Minister, we hebben de discussie over de grond van de zaak al in de plenaire vergadering gehad. Toen heb ik erop gewezen dat uw coalitiepartners heel erg gehaast waren om een bepaalde interpretatie op te dringen die nog niet zeker is. Aan de andere kant is uw interpretatie ook niet zeker. Ik denk dat de meesten onder ons – maar ik wil alleen maar namens mezelf spreken – geen vragende partij zijn om eender welke technologie of eender welke industrie te oversubsidiëren. Ik merk alleen dat iedereen daar zijn eigen gevoeligheden in heeft.

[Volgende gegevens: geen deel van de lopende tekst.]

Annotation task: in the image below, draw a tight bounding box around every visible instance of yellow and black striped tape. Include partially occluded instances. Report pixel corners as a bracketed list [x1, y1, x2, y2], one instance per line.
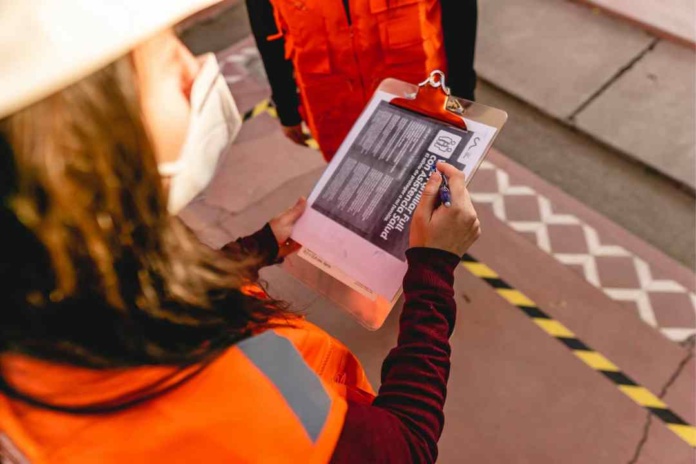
[462, 254, 696, 447]
[244, 100, 696, 447]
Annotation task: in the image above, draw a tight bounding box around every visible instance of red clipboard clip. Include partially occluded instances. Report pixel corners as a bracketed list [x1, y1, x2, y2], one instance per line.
[391, 70, 466, 130]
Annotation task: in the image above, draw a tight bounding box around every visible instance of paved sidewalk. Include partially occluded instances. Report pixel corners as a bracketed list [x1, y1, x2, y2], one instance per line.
[170, 38, 696, 464]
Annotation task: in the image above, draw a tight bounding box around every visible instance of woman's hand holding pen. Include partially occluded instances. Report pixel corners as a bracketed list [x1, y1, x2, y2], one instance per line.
[410, 162, 481, 256]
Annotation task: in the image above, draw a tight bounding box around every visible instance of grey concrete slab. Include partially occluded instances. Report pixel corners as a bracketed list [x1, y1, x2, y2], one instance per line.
[471, 205, 696, 415]
[177, 0, 251, 55]
[576, 42, 696, 190]
[205, 114, 326, 213]
[477, 82, 696, 269]
[476, 0, 653, 118]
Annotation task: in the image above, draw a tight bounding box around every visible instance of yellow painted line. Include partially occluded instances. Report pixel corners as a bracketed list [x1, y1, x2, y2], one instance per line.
[245, 101, 696, 448]
[573, 350, 619, 372]
[251, 100, 268, 118]
[496, 288, 536, 306]
[619, 385, 667, 409]
[533, 318, 575, 338]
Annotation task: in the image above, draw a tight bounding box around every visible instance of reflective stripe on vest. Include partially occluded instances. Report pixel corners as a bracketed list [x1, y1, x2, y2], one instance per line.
[237, 331, 331, 442]
[0, 326, 347, 464]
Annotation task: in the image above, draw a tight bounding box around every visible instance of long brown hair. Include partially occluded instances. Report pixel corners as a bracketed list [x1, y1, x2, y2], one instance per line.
[0, 53, 287, 367]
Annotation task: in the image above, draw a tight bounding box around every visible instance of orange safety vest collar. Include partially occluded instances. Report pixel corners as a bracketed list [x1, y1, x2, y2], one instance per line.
[0, 320, 374, 464]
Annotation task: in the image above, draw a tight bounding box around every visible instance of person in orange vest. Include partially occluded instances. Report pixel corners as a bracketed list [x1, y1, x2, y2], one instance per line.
[246, 0, 478, 161]
[0, 0, 480, 464]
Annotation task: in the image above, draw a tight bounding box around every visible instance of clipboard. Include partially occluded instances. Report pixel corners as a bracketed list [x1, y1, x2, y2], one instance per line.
[283, 71, 507, 330]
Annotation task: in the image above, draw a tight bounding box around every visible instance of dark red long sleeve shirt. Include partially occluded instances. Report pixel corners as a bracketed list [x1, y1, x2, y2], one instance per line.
[237, 226, 459, 464]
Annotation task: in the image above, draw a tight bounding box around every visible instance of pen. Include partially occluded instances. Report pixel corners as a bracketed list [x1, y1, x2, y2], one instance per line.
[430, 166, 452, 208]
[440, 173, 452, 208]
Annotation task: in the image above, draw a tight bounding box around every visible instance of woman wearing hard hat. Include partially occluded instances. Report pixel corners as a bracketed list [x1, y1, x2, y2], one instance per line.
[0, 0, 480, 464]
[246, 0, 478, 161]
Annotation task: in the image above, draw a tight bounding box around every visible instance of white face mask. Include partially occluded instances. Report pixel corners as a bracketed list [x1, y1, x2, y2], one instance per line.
[159, 53, 242, 214]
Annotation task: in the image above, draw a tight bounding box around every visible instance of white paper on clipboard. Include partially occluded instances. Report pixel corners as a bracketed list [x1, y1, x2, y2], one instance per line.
[292, 79, 507, 326]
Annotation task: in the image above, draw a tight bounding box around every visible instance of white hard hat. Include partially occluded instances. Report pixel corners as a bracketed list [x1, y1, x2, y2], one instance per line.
[0, 0, 220, 118]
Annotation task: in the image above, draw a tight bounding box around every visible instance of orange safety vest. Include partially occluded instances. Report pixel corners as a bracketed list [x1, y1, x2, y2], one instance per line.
[0, 320, 374, 464]
[269, 0, 447, 160]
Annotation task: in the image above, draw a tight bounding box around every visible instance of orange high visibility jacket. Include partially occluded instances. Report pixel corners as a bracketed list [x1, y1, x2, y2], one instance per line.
[0, 320, 374, 464]
[269, 0, 447, 160]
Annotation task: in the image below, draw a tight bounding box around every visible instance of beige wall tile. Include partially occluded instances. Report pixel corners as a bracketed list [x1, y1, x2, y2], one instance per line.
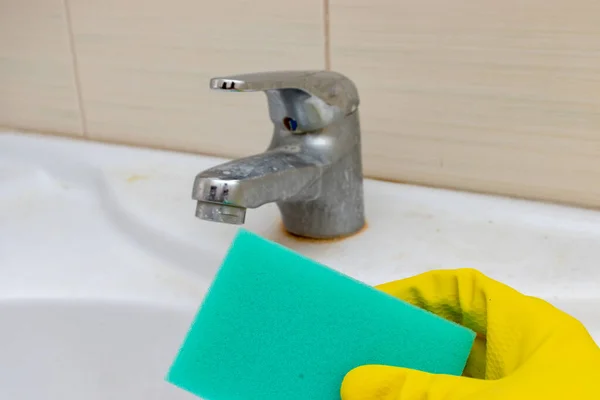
[330, 0, 600, 206]
[70, 0, 324, 156]
[0, 0, 82, 135]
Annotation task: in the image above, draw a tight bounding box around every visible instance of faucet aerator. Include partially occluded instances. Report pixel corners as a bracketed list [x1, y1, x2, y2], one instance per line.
[196, 201, 246, 225]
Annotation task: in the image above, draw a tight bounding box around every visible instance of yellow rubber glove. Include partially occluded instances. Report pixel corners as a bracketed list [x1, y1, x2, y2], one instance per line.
[341, 269, 600, 400]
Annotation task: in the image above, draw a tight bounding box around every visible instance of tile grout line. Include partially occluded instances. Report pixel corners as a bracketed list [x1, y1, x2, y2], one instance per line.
[324, 0, 331, 71]
[63, 0, 89, 139]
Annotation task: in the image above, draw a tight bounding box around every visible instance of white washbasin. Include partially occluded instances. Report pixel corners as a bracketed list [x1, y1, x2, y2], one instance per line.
[0, 133, 600, 400]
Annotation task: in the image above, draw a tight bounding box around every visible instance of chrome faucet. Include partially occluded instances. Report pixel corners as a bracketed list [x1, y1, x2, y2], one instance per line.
[192, 71, 365, 239]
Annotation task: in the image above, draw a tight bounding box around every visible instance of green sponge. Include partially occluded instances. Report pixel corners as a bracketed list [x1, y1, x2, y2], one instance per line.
[167, 229, 475, 400]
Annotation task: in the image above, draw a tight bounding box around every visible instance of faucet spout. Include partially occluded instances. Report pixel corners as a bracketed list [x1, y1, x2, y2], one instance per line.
[192, 71, 365, 239]
[192, 146, 322, 212]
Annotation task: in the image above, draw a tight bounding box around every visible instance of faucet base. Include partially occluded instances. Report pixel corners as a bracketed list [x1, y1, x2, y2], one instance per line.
[277, 142, 365, 239]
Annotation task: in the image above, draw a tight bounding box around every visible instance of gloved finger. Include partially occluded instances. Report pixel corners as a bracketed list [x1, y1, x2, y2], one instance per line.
[377, 269, 569, 379]
[463, 336, 487, 379]
[340, 365, 494, 400]
[376, 269, 526, 336]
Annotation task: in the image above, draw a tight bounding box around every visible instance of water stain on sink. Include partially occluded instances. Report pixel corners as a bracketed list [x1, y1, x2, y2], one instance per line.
[127, 174, 148, 183]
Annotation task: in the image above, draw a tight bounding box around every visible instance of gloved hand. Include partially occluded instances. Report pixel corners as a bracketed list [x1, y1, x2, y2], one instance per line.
[341, 269, 600, 400]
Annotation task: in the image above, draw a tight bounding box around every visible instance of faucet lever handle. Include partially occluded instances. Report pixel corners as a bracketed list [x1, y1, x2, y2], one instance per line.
[210, 71, 359, 115]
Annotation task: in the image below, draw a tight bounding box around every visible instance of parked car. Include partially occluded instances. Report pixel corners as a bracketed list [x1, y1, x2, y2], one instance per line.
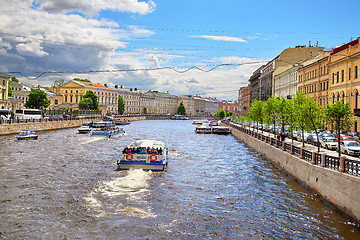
[340, 135, 356, 141]
[296, 132, 310, 142]
[320, 137, 338, 150]
[346, 132, 359, 140]
[340, 141, 360, 156]
[306, 134, 322, 146]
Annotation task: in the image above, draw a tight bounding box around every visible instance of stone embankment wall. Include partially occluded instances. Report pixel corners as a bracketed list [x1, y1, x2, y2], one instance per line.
[227, 124, 360, 223]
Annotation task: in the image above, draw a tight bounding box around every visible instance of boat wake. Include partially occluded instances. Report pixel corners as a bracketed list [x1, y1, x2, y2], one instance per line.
[81, 138, 104, 144]
[83, 169, 156, 218]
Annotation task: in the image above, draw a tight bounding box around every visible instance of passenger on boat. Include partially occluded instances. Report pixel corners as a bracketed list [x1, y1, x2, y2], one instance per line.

Uw eigen partijgenoten stonden gisteren met veel trammelant ergens in Tihange aan een zwaar overgesubsidieerde centrale en pleiten nog altijd elke dag voor de energievorm, namelijk nucleaire energie, die zonder gigantische subsidies nergens ter wereld rendabel is. Maar dat schijnt geen probleem te zijn. Alleen als het over PV gaat, is dat een probleem. Ik vind ook niet dat PV moet worden overgesubsidieerd, en als daar objectieve gegevens over zijn, zet dat dan gerust recht.
Maar ik maak me wel grote zorgen over, ten eerste, de manier waarop de discussie zeer selectief wordt gevoerd en, ten tweede ook, de toon van uw antwoord vandaag en de boodschap dat iedereen die op een of andere manier subsidies ontvangt van de Vlaamse Regering, geacht wordt zich te onthouden van kritische opmerkingen of discussies over de inhoud met de regering. Ik vind dat, zeker gezien uw andere bevoegdheid van Justitie, totaal, maar dan ook totaal over de schreef en ongepast. Er zijn massa's organisaties in Vlaanderen die terecht steun krijgen om een maatschappelijk belang te verdedigen, in allerlei sectoren, van milieu, natuur en energie tot het bedrijfsleven en noem maar op, maar die ook allemaal hun vrijheid van spreken hebben. Het staat u en ons allemaal vrij om daarover met hen van mening te verschillen, wat meermaals gebeurt, maar vanuit de regering afdreigen in termen van: “U krijgt subsidies, dus gelieve uw mond te houden en niet tegen te spreken”? In dat soort regime leven we niet in Vlaanderen, minister. Ik ben in ieder geval niet van plan om ooit te accepteren dat we in dat soort van regime zouden leven. Ik zou graag hebben dat u enige nuance aanbrengt in minstens dat deel van het antwoord. De rest van de discussie kunnen we open met elkaar voeren en wil ik graag open voeren. Ik denk dat ik het zelfs in dezen eerder met u eens ben dan met een aantal andere collega's. Maar ik hoop dat u het met mij eens bent – een uitschuiver gebeurt al eens in het heetst van de discussie – dat ik dat er echt over vond.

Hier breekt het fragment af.